Rombongan geng somplak kembali mengganggu shanum dan mirza...bahkan tanpa sungkan langsung membuka kaos mereka hanya mengenakan celana pendek mereka langsung masuk kolam...tanpa memperdulikan keberadaan mirza duduk ditepi kolam
Byur....byur...byur
"Woy kampret basah baju gue ege"
"Hahaha...sorry gue kira patung tadi"
"Mana ada patung ganteng kayak gue"
"Bisa aja ayah varo pesen spesial gitu"
"Tau ah gelap"
"Makanya diterangin biar gak gelap za"
Dasarnya mereka sudah somplak..suasana itu tegang itu berubah drastis..Ghaydan memulai
"Eta terangkanlah...eta terangkanlah"
Disambung devin...
"Jiwa yang berkabut langkah penuh dosa"
Dan si kembar mengulangi syair itu dan mereka menyanyi bersama didalam kolam sambil berjoged meliuk liukan tubuh mereka didalam air...shanum yang jengkel akan kelakuan shabatnya langsung mendekati mereka sambil berkacak pinggang
"Kalian itu kenapa sih merusuh saja...apa kalian bahagia kalau gue jomblo lagi"
Kompak mereka menjawab....
"Bahagiaaaaa...."
"Kalian jahat...kalian gak setia kawan"
Devin menjawab perkataan shanum dengan santainya sambil main air
"Loe yang gak setia kawan...lie lihat diantara kita siapa yang punya pacar sendiri...loe kan"
Shanum langsung kicep...mirza masih santai bermain air dengan kakunya sambil mendengarkan perdebatan mereka tanpa ingin menjawab setiap peryataan sahabatnya itu
"Bener juga ya...kenapa gue jadi ege"
"Emang loe ege"
"Terus mau kalian apa...gue putus sama Ezha gitu"

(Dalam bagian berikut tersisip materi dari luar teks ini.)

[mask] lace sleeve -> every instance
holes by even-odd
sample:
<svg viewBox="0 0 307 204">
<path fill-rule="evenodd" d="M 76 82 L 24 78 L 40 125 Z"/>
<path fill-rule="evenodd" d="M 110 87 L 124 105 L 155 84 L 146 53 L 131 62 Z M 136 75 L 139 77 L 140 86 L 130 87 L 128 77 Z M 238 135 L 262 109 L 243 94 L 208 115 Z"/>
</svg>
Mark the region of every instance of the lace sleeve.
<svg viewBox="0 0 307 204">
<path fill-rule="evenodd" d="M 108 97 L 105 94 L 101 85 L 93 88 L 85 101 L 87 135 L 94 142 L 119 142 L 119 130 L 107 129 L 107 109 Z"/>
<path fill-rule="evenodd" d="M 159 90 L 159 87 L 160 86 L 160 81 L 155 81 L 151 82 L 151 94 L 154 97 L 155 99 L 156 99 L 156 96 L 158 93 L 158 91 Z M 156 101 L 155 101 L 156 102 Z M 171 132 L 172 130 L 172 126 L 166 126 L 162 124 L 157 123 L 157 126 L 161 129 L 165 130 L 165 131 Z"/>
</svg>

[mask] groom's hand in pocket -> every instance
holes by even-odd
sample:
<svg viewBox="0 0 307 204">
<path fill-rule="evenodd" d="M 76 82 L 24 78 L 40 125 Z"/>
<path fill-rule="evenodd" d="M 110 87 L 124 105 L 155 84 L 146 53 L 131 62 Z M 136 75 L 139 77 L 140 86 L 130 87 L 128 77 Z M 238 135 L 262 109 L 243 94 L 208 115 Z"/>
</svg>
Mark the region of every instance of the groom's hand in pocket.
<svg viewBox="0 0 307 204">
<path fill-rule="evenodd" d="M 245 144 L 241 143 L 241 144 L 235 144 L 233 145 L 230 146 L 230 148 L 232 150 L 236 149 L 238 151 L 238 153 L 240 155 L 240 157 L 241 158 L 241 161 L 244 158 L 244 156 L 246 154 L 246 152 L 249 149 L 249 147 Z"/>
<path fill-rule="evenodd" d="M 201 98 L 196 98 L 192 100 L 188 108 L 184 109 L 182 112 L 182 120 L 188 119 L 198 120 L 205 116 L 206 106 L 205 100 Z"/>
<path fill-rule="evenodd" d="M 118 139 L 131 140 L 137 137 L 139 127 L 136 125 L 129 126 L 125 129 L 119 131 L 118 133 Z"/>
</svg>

"Kita gak ngomong ya...bukan kita ya..hahaha"
Ghaisan langsung menjawab pertanyaan shanum...dan beranjak ke tepi kolam menikmati minuman yang telah disiapkan oleh pembantu shanum
"Wah ngajak war tuh si dakocan Zha"
"Jabanin Zha"
"Lanjut kuy...jangan kalah zha"
Kini gerombolan somplak menjadi kompor untuk ghaisan dan mirza...shanum hanya bisa geleng - geleng dengan sifat nomaden sahabatnya itu...mirza sedikit terpancing...dia sedang butuh pelampiasan saat ini...mirza berdiri mendekati shanum dan berbisik...lalu beralih pada ghaisan
"Kamu itu udah salah gak mau minta maaf malah ngeles terus Ay...kalau kamu berani mutusin aku...hari ini juga aku buntingin kamu Ay"
Fyuh
Badan shanum auto menegang mendapat serangan dadakan...dia baru tersadar saat mirza meniup wajahnya yang sudah memerah
"Apaan sih zha...gak usah ambek gitu..canda aja"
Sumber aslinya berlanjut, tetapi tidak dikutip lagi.